At the same time, death and life are not extreme ends of each other. Rather, life encompasses death in its entirety, and vice versa. The dead person becomes a part of us, in the same way as we become part of the dead person when the person dies. Life and death aren't seen as two separate beings as much as they are one and interchangeable. As the characters in the film teeter in the brink of existence they experience both life and death at the same time, with Nid and Noi fusing into each other unpredictably and Kenji living out his suicidal fantasies in his head yet not being able to die at the same time, is he dead in his mind already, and if so, is he dead? I can't help but sigh at the beauty in which these two (or three?) characters encounter each other. They meet each other at the brink of their lives, just as they are going to lose it, and their lives coalesce and separate and intertwine with each other again, in the hands of fate, they are never one and alone, and yet they are separate identities merged into one.

Both characters yearn for resolution, for a place to take them out of the uncertain limbo they are in. Kenji longs for the resolve (or so he thinks in the beginning) of death and is probably why he arrived in Thailand from Japan. Noi wants to go to Japan to escape having to face the death of her sister and her uneasy existence after that. Yet in the film, there is no resolution or ultimate. Life and death are presented as equally fragile; as simply as life can be destroyed like how Nid died out of a complete freak accident, death can also be discarded away like how Kenji never manages to die. As such they are forced into an existence that has no resolution or comfort, in which the only comfort they can find is with each other. Noi ultimately is left alone in the airport waiting room, and Kenji is left in the police station, and as such, Kenji can only resolve this whole tale in his mind, in a fantasy in which he rejoins Noi in Japan. It is a sweet and heartwarming fantasy, but yet some might argue that it still remains a fantasy and that in reality, the ending is ultimately depressing.

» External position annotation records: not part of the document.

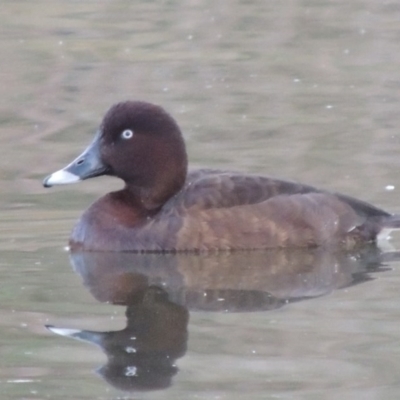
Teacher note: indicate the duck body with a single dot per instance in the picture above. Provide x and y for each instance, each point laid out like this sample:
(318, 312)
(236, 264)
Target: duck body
(164, 208)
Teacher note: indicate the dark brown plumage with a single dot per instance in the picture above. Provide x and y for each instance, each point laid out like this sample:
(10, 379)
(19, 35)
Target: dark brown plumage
(164, 208)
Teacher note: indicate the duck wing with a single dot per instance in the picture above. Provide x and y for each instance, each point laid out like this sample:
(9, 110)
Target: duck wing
(225, 210)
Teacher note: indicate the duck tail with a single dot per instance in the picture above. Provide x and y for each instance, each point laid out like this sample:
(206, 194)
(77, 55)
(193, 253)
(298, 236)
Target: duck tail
(391, 222)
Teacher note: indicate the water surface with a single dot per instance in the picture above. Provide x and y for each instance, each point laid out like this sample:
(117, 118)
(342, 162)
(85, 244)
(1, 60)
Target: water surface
(302, 90)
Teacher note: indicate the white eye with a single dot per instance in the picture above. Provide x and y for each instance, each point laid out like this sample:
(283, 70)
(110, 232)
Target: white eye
(127, 134)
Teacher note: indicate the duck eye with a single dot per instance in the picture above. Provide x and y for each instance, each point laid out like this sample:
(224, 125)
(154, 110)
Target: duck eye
(127, 134)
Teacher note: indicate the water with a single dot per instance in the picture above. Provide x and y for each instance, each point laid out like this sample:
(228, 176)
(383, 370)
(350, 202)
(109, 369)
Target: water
(302, 90)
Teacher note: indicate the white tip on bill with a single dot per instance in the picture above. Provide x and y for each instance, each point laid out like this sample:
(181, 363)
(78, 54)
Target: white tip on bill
(60, 177)
(63, 331)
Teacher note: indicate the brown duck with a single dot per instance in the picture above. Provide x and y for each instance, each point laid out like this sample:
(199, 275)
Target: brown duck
(165, 208)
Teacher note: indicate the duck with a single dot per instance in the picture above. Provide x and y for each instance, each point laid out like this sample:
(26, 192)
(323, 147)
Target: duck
(164, 207)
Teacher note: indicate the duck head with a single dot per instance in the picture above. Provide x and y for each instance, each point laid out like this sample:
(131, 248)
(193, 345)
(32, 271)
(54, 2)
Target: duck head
(141, 144)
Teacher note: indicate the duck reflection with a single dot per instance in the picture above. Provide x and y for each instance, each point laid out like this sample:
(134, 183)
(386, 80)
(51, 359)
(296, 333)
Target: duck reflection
(159, 289)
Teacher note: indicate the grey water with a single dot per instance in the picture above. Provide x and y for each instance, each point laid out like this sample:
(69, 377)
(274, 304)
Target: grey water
(301, 90)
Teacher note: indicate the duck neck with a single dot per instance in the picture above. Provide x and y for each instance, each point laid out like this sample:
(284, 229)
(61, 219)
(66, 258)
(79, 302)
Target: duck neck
(153, 195)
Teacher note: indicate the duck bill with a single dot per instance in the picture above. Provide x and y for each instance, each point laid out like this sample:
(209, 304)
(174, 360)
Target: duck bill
(87, 165)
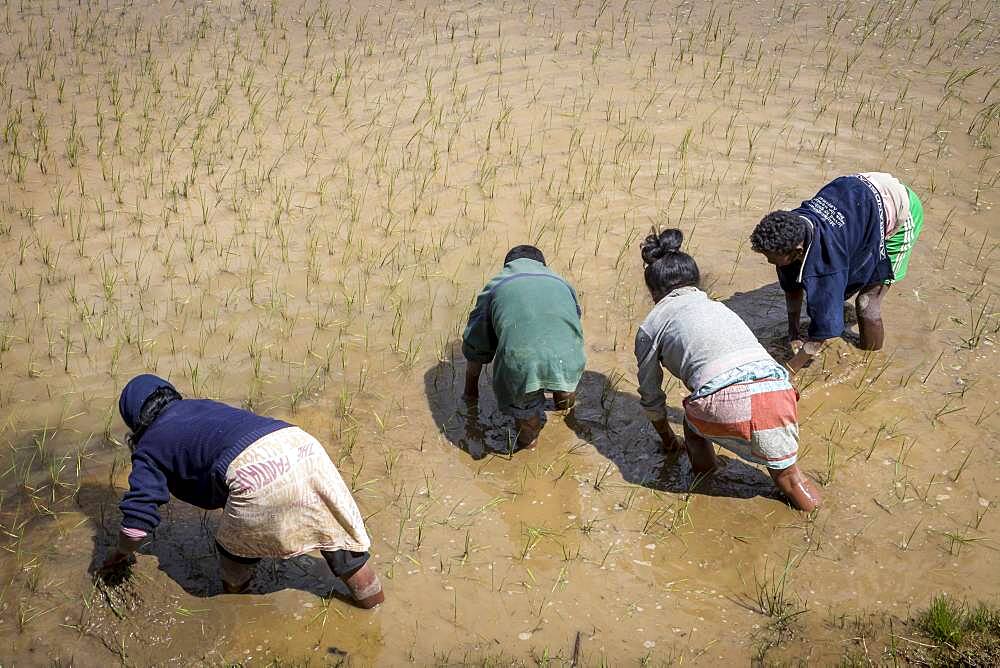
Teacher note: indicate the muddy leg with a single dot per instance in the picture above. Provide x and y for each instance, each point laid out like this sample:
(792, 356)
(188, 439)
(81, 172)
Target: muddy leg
(700, 451)
(868, 307)
(527, 431)
(237, 572)
(797, 487)
(357, 574)
(564, 401)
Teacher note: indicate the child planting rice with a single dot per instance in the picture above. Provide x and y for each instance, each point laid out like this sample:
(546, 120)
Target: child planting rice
(526, 322)
(854, 237)
(740, 397)
(281, 494)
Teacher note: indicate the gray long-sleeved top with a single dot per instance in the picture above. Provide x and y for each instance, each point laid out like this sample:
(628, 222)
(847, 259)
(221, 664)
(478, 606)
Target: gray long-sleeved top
(696, 339)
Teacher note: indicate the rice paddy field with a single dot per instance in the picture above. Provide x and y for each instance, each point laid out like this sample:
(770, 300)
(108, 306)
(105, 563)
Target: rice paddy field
(290, 206)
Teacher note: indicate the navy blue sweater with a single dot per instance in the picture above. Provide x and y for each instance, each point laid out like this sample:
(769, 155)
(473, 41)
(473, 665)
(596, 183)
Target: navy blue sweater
(186, 452)
(846, 251)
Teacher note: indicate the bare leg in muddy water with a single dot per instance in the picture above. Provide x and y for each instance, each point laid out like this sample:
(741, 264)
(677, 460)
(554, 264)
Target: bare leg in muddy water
(668, 438)
(791, 482)
(700, 451)
(353, 568)
(868, 307)
(564, 401)
(796, 487)
(527, 432)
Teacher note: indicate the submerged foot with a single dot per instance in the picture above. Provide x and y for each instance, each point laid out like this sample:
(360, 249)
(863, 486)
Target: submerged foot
(366, 588)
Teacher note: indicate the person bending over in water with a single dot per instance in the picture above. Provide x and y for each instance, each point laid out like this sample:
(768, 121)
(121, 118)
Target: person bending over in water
(740, 397)
(526, 321)
(281, 493)
(855, 236)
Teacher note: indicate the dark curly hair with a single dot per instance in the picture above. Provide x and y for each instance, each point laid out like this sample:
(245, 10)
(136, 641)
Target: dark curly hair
(155, 404)
(524, 252)
(778, 232)
(667, 266)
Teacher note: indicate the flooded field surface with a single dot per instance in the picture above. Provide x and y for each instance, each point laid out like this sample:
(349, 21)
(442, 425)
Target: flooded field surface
(290, 206)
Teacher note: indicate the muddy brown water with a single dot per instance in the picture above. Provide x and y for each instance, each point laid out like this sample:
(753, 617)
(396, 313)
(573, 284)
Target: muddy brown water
(291, 206)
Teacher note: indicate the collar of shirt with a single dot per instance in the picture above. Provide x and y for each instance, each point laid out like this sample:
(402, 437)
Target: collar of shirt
(812, 236)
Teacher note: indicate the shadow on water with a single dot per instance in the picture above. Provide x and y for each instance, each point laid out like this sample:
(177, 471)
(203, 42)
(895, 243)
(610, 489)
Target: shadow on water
(763, 310)
(609, 419)
(184, 547)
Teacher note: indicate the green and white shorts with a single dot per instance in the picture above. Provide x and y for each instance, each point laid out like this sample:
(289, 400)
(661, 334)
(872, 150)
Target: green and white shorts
(900, 245)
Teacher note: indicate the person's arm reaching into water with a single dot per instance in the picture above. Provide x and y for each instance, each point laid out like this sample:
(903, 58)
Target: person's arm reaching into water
(472, 373)
(793, 304)
(825, 304)
(140, 509)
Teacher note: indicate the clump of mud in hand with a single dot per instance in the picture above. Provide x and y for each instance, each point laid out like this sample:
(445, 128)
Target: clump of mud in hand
(118, 589)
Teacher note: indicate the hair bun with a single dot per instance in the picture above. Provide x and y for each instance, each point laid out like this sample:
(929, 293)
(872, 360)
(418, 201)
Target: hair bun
(656, 245)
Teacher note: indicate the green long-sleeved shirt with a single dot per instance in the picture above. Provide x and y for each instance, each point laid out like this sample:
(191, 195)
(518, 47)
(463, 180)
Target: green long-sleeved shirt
(527, 323)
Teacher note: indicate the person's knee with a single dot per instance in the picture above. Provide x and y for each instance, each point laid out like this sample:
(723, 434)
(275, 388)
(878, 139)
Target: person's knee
(869, 304)
(345, 563)
(564, 401)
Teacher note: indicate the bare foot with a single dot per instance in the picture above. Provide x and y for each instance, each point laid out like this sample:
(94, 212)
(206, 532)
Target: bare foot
(365, 587)
(799, 489)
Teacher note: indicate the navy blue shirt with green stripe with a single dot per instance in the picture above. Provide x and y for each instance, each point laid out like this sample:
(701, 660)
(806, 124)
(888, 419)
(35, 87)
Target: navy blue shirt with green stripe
(526, 321)
(845, 251)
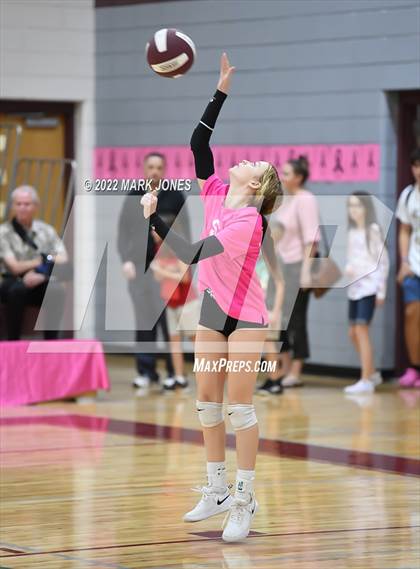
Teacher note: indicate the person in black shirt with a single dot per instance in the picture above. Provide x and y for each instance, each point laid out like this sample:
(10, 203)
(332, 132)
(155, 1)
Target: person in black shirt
(143, 288)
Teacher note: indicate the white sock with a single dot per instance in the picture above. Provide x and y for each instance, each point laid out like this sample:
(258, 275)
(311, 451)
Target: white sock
(244, 483)
(216, 474)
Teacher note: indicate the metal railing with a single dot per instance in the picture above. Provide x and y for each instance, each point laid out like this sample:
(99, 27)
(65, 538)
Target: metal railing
(54, 180)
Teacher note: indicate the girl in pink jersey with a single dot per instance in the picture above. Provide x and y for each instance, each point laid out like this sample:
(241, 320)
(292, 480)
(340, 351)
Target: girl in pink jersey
(233, 320)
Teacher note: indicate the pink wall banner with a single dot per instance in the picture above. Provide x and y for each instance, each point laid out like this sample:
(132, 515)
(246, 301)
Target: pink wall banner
(328, 163)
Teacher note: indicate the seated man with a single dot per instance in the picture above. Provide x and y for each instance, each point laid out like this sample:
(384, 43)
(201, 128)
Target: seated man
(28, 249)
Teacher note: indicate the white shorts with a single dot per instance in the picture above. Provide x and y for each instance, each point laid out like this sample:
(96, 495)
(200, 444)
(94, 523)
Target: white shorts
(183, 318)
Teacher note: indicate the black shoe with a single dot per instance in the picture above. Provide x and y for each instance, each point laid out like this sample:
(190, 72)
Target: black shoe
(276, 387)
(264, 389)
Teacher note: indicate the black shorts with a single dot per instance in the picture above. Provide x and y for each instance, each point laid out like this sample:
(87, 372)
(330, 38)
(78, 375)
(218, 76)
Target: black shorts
(213, 317)
(361, 311)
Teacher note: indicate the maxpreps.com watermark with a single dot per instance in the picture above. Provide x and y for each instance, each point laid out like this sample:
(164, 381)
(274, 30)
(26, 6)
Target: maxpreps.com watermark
(135, 184)
(233, 366)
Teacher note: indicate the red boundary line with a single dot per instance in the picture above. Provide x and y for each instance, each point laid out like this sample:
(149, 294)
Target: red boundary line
(352, 458)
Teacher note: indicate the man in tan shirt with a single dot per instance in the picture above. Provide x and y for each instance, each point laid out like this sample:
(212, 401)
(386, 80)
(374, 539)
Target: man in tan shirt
(28, 248)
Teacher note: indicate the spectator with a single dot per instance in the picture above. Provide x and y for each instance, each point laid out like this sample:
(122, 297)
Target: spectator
(408, 213)
(142, 285)
(29, 248)
(299, 222)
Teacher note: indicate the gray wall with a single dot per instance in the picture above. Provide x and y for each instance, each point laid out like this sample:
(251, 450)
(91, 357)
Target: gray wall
(308, 71)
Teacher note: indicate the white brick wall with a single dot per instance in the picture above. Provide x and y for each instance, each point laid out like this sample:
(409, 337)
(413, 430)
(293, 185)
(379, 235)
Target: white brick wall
(47, 52)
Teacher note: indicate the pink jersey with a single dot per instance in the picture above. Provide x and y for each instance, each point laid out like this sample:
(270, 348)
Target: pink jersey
(231, 275)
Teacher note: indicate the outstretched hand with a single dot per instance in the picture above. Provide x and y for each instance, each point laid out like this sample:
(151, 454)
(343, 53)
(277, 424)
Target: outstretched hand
(226, 71)
(149, 203)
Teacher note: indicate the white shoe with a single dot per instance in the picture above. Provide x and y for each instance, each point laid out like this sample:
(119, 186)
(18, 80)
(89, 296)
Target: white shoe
(182, 381)
(290, 381)
(141, 381)
(238, 522)
(376, 378)
(362, 386)
(169, 384)
(213, 501)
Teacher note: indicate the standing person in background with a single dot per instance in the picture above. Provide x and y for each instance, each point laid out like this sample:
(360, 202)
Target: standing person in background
(408, 213)
(143, 288)
(299, 221)
(368, 268)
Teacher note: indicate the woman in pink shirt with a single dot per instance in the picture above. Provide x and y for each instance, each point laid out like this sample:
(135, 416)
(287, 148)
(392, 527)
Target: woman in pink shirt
(298, 220)
(233, 321)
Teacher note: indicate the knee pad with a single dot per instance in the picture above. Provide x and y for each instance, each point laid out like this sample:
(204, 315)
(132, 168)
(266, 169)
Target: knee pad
(210, 414)
(242, 416)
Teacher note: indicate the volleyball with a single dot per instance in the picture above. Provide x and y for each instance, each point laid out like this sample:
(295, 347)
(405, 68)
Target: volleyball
(170, 53)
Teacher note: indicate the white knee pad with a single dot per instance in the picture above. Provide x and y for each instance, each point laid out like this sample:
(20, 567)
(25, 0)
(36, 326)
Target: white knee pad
(210, 414)
(242, 416)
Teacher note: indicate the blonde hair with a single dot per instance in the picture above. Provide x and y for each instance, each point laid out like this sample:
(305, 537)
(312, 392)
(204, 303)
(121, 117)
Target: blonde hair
(270, 191)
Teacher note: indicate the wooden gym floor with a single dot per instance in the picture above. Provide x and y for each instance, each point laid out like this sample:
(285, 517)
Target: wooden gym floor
(105, 484)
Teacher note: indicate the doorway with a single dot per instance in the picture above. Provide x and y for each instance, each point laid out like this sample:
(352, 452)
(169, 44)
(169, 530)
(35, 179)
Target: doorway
(408, 136)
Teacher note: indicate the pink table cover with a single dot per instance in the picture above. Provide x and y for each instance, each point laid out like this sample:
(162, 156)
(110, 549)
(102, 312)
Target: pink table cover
(31, 372)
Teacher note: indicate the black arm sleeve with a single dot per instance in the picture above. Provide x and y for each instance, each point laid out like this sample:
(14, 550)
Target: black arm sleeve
(189, 253)
(203, 156)
(124, 239)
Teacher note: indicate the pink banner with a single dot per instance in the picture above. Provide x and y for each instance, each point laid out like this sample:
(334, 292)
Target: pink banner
(327, 163)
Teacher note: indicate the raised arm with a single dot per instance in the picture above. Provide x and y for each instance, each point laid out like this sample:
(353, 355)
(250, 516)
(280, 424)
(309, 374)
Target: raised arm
(200, 139)
(189, 253)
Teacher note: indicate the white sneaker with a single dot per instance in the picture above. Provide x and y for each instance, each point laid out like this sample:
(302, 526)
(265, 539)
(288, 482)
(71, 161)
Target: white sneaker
(141, 381)
(238, 521)
(376, 378)
(213, 501)
(290, 381)
(362, 386)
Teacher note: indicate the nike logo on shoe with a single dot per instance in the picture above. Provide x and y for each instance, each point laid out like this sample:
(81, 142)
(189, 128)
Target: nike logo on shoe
(220, 502)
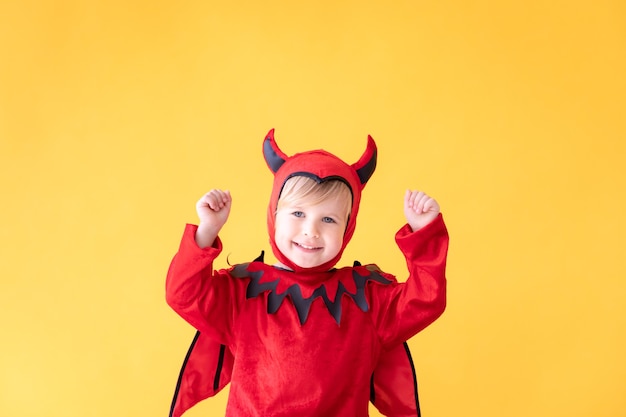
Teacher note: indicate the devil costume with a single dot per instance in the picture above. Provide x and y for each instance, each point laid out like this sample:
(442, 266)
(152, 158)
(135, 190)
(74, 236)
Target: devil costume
(305, 342)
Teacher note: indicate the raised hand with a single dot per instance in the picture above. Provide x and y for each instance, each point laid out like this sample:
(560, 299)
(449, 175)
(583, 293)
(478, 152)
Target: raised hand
(419, 209)
(213, 209)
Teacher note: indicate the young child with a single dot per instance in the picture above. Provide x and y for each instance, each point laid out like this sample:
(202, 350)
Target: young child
(302, 338)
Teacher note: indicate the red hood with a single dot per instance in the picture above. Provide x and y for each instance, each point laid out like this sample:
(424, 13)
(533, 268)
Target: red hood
(321, 166)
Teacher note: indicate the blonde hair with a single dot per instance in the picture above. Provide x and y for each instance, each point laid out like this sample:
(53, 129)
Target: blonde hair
(304, 190)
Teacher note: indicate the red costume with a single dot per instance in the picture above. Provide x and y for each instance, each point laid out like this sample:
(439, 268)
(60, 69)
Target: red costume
(308, 342)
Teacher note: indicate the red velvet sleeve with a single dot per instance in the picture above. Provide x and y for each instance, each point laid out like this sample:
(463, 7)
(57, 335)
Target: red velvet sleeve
(200, 295)
(402, 310)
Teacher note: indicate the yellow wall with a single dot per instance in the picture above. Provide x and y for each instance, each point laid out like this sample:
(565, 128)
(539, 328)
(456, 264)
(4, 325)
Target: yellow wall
(115, 116)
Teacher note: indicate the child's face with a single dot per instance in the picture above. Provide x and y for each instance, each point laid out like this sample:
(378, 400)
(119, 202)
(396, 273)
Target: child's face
(311, 234)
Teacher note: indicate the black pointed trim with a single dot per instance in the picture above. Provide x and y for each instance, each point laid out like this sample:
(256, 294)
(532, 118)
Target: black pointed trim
(218, 370)
(417, 400)
(301, 304)
(182, 371)
(372, 391)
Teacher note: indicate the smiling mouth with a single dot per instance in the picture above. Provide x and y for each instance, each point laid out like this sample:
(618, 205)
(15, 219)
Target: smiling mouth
(305, 247)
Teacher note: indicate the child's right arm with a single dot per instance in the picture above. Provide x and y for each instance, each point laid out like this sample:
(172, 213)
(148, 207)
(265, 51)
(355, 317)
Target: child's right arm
(213, 210)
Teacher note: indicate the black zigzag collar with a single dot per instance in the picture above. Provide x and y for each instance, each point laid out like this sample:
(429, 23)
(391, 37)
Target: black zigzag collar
(257, 286)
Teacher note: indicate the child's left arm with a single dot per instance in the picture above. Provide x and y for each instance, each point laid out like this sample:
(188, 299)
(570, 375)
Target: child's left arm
(401, 311)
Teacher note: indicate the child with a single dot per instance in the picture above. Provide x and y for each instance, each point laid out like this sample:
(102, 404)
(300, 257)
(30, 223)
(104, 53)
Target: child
(302, 338)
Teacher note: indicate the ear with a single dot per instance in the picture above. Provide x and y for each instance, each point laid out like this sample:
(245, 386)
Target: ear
(274, 157)
(366, 165)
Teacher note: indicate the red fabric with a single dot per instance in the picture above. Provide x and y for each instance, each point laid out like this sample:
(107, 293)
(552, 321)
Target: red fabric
(322, 165)
(283, 368)
(313, 352)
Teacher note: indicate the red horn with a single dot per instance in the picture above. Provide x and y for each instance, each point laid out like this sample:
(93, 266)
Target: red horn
(274, 157)
(366, 165)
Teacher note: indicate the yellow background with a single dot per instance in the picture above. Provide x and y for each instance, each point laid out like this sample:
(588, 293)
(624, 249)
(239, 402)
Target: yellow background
(115, 116)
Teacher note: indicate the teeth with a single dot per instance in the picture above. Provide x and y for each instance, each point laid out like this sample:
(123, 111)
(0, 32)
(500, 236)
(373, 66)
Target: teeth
(307, 247)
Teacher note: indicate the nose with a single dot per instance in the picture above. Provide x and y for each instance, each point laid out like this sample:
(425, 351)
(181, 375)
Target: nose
(310, 230)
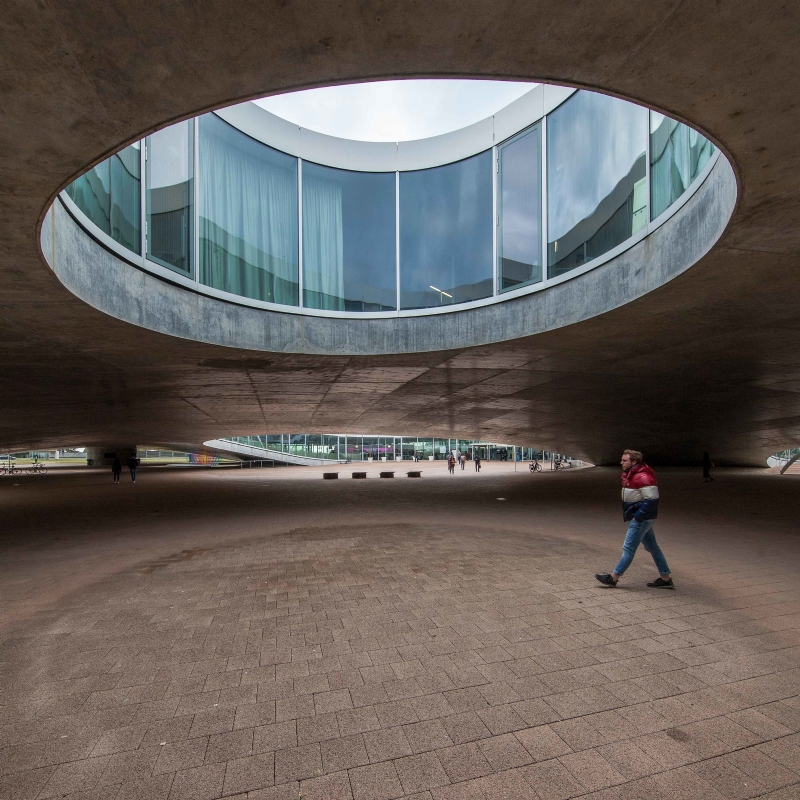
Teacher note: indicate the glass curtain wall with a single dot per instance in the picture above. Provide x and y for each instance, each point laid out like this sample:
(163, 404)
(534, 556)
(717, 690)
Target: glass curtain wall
(446, 233)
(109, 195)
(596, 178)
(677, 156)
(248, 215)
(519, 206)
(170, 201)
(349, 239)
(597, 198)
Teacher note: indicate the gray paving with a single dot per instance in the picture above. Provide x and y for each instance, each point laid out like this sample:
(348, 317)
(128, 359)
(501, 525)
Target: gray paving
(208, 634)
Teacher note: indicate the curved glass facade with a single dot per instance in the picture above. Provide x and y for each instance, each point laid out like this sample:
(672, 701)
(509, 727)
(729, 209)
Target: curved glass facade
(677, 156)
(231, 213)
(170, 197)
(446, 233)
(519, 205)
(109, 195)
(596, 178)
(247, 216)
(349, 239)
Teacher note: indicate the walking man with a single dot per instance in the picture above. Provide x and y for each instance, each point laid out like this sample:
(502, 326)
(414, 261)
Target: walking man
(707, 464)
(133, 463)
(639, 510)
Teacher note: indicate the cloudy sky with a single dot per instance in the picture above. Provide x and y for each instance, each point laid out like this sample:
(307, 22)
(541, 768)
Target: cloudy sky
(391, 111)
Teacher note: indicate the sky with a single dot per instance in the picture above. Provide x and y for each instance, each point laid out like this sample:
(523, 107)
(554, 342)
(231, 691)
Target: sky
(395, 111)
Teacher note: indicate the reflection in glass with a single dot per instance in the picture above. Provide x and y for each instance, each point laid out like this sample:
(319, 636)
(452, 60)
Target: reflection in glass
(677, 156)
(519, 205)
(248, 215)
(596, 178)
(108, 195)
(126, 203)
(446, 233)
(169, 197)
(92, 194)
(349, 251)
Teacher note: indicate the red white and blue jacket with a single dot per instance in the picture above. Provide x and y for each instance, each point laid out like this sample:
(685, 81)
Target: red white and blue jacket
(639, 493)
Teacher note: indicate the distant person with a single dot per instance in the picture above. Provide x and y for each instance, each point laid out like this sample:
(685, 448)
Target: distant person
(133, 464)
(707, 464)
(639, 509)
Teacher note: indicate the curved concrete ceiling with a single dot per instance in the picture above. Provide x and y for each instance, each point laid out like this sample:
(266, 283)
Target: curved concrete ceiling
(708, 361)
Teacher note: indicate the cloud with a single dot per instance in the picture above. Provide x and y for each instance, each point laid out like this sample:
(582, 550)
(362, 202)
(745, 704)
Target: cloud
(390, 111)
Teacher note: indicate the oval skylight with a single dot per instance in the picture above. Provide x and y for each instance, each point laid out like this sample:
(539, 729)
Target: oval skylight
(395, 111)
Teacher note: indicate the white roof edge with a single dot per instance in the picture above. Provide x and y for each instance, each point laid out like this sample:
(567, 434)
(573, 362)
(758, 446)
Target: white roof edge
(363, 156)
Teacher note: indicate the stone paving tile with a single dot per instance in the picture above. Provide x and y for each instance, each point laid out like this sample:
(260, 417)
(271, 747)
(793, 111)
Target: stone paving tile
(376, 782)
(387, 744)
(420, 772)
(249, 773)
(464, 762)
(200, 783)
(313, 654)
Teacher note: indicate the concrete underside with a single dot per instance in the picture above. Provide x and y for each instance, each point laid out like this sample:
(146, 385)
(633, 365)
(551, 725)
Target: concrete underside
(708, 362)
(209, 633)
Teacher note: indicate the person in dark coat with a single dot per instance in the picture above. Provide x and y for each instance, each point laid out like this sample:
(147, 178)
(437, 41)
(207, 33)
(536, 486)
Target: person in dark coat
(707, 464)
(133, 463)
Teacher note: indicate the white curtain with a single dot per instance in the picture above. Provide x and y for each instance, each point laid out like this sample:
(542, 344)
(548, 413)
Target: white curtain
(248, 216)
(323, 244)
(671, 169)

This brings into question the importance of reality in this whole equation. To think of this film logically or mathematically will probably drive anyone nuts, for it is a film that defies any logic or truth. What is truth if life and death aren't at opposites? In the same way, how does reality get the upper hand over fantasy when in fantasy, Kenji has already died twice, and has a happy ending in the end? In any case, does all these even matter when one is in between the line that separates the cool placid waters and the outside world? In the same right, I love that the movie doesn't attempt to explain anything. In any case, what reason do you need to die? If a person can die as suddenly and inexplicably as when shot by his best friend, why can't you take your own life? What reason does anyone need to meet, or in any case, fall in love, then get separated again? What reason do you need to make an abstract, surreal, yet half-completed film? The room in which it allows the audience to complete the film makes it attractive for its unfinished quality. It does not provide anything to be fully satisfying, it does not even provide controversy for one to think about.

Watching this film again, to me, is like plunging into the state of mind of the film again. The consciousness akin to being in a swimming pool, amidst the calm we have two extremes fused into each other, working off each other, and most importantly we can never go into any of the two completely, just teetering on the edge of both ends hoping for fate to deliver someone that comes from the same position for our lives to coalesce.